The urgent need for more housing is no license for racism, environmental harm, and the relentless creep of sprawl.
We have to understand this push outward by the West Essex Highland project for what it is: Sprawlism.
Sprawlism is a framework where hierarchical oppression drives environmental degradation and spatial injustice. Under sprawlism, marginalized communities are consistently pushed to peripheral zones, becoming sacrifice areas for pollution and infrastructure. Meanwhile, wealthier communities capture public space and reap financial benefits within protected political boundaries.
This isn't an accident; it's by design. The American suburb and exurb are engineered for car dependency, exclusionary zoning, and infrastructure investments that reinforce segregation and ecological harm. Forcing this model—pushing the economically oppressed to the hinterlands—is a false solution to the affordability crisis.
A current battle in New Jersey illustrates this tension perfectly. The South Orange Environmental Commission has formally opposed a massive proposed development in West Orange called "West Essex Highlands," urging the town to preserve the 120-acre forest at the heart of the project.
The West Orange Environmental Commission also has opposed the project.
“The West Orange Environmental Commission (WOEC) wrote a letter to the West Orange Planning Board explaining why the proposed West Essex Highlands development “will impact ecological integrity, regional open space and quality of life for residents.”
Their concerns are grave and grounded in science.
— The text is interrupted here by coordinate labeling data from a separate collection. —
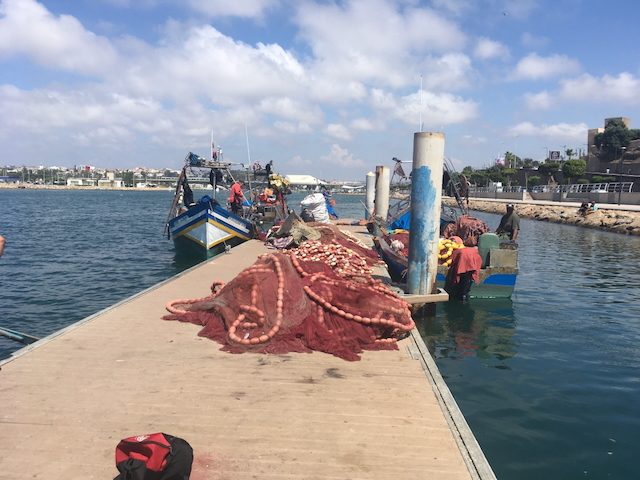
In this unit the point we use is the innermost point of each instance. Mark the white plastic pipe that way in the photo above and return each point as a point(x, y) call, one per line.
point(426, 197)
point(371, 194)
point(383, 179)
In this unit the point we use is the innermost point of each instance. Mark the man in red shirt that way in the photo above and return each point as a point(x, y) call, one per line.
point(236, 197)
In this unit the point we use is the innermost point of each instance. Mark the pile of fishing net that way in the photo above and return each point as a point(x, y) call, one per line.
point(320, 296)
point(467, 228)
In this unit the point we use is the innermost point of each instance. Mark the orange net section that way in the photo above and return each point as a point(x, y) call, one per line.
point(316, 297)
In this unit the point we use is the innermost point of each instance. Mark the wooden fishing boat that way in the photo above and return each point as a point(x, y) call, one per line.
point(496, 280)
point(206, 226)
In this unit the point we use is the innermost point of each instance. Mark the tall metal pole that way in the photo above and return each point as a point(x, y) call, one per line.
point(382, 192)
point(619, 177)
point(371, 194)
point(426, 196)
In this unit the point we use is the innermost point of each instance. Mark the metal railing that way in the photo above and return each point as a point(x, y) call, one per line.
point(611, 187)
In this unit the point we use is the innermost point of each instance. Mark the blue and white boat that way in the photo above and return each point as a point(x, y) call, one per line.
point(209, 228)
point(204, 227)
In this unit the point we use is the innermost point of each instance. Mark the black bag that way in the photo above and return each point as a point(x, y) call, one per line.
point(156, 456)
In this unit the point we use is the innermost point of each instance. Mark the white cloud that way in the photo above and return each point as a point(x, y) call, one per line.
point(437, 109)
point(457, 7)
point(341, 156)
point(532, 41)
point(237, 8)
point(538, 101)
point(487, 49)
point(364, 124)
point(449, 72)
point(560, 131)
point(372, 41)
point(519, 9)
point(624, 87)
point(339, 131)
point(28, 28)
point(535, 67)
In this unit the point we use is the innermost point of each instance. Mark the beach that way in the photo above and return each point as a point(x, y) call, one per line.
point(613, 220)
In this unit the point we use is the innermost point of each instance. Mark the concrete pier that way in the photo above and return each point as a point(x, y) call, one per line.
point(68, 399)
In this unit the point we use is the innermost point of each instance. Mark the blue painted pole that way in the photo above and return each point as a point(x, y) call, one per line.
point(426, 197)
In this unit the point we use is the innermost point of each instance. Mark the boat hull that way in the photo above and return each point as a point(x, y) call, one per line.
point(208, 229)
point(494, 282)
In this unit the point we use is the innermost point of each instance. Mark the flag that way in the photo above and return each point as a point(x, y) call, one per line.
point(398, 170)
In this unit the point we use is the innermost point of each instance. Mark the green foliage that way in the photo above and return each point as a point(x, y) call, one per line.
point(478, 177)
point(534, 180)
point(615, 136)
point(547, 169)
point(602, 179)
point(573, 168)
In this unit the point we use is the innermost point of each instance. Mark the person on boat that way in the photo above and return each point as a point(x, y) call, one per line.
point(330, 203)
point(236, 197)
point(584, 206)
point(509, 224)
point(464, 188)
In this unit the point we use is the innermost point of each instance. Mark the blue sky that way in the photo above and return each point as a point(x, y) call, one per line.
point(330, 88)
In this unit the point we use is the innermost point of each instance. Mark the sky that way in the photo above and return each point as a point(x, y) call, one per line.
point(327, 88)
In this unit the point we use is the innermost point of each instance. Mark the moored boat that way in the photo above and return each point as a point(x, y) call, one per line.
point(207, 227)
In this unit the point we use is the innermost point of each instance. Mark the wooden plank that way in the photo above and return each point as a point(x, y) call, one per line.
point(67, 400)
point(413, 299)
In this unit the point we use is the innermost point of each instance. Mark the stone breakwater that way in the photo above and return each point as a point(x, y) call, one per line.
point(618, 221)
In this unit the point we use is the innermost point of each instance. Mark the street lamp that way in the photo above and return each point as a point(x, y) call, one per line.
point(619, 172)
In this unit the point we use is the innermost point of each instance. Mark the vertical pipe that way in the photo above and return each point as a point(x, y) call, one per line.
point(371, 194)
point(426, 196)
point(382, 192)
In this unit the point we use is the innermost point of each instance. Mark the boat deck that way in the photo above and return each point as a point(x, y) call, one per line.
point(68, 399)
The forest is a critical environmental asset, providing essential habitat, and its waters feed the Canoe Brook tributary, which replenishes aquifers that supply drinking water to nearly 3 million New Jersey residents.
Replacing this old-growth forest with impervious surfaces would be catastrophic. It will trigger polluted runoff into the water supply, increase flooding in already vulnerable downstream neighborhoods, destroy a vital carbon sink, and eradicate a key natural bulwark against the heat island effect. The commission also warns that the developer is failing to adhere to modern stormwater rules, leaving surrounding communities even more exposed to flood risk.
This is the sprawlism playbook in action: outsourcing environmental cost to others in the name of development.
When I argue that New Jersey’s future is urban, not suburban, it’s not mere provocation. It’s an urgent call to reimagine our trajectory. We need a vision grounded in science—specifically, climate science, systems theory, and prosocial design. This means developing a robust regional transit network and comprehensive protected bike lanes.
Critically, this transit-oriented development must be paired with a radical expansion of housing that is genuinely affordable across the socioeconomic spectrum. We must ensure equitable pricing and access for historically excluded groups.
We must densify our existing urban fabric, not to perpetuate our auto-asphyxiation by sprawling into the state's few remaining green spaces. We cannot pave over forests in the name of affordability. True sustainability lies in revitalizing our cities, not in fleeing from them.
So what do real solutions look like? Will create another post to discuss these (and other solutions) at length and on the Auto Asphyxiation podcast tomorrow.
Targeted Density: Upzone near existing transit, jobs, and schools, and mandate on-site affordable units (inclusionary zoning).
IN THE SPIRIT enforcement of Regional Fairness: Guarantee every municipality carries its share of housing obligations, preventing leap-frog sprawl. (This is New Jersey’s Fair Share model. West Essex Highlands isn't following the spirit of this guidelines).
Streamline the Right Kind of Growth: Make affordable projects easier to build on public land, and eliminate mandatory parking minimums to anchor growth within our existing footprint.
Protect Vulnerable Residents: Implement right-to-return and community preference programs with robust displacement monitoring.
This, combined with bold cultural integration programs, is the answer. Not more sprawl.